When you are a creative mind, it is usually good to push through difficulties in order to progress. I supposed that's what having "grit" is about. There might be moments when you feel like giving it all up because it's simply hard. There are good days and bad days, and when the bad ones are around we face what Steven Pressfield calls resistance in his book The War of Art. It is like a part of you, yet it could care less about you, trying to coax you to stop in order to stop the suffering. After all, it's all about living in the most pleasurable way, seems like. Or at least, that's what our primal mind thinks: if it's hard, don't do it. Most creatives go through this at some point and the key is to keep doing what you're doing, not stop. However, there are times when one might want to listen deeply and pay attention. That's what I did.
Rcently, I was struggling with my abstract work. There was a disconnection from it, I felt lost, and unsure of what to create, not enjoying my creative time. I tried a different style, more textural, simplified, etc. It wasn't working. It was becoming stressful to the point of dreaming, one night, of being inside a sinking boat and going down with it.

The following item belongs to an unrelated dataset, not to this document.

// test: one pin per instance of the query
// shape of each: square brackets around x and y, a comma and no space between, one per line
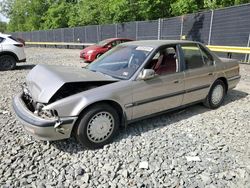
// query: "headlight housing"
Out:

Yet, in that dream, the boat popped back up and I didn't die! I took the time to reflect on my work and realized that I was not enjoying this abstract style because I missed sketching and doing more figurative work. I missed it terribly, in fact. I had this vision of painting some simple flowers on a small panel, in a spontaneous way. I did some quick sketching and my painting evolved as I went. It was fun! I painted another 8x8 in. panel with a flower arrangement I made, and loved it. In fact, a friend of mine said at once she wanted to buy it. Wow. I did a third panel, more natural history-like, and had a blast, even though it was challenging in its ways. Texting it to another friend to get her opinion, she said too she wanted to buy it. Double wow.
And so, I am shifting my work. I have listened to what it is that I needed. It's not that I'm not plowing through difficulties as I should, as those 3 panels had their problems to solve, but I have listened to what my heart was telling me and now it's singing again.
Those 3 panels are what you're looking at above, and I will have many more. My intention is to open a shop on Etsy and paint a real variety of subjects. I am not stopping my abstract work but pausing for the moment. There is no such thing as utter joy when you are doing what you love. I am now!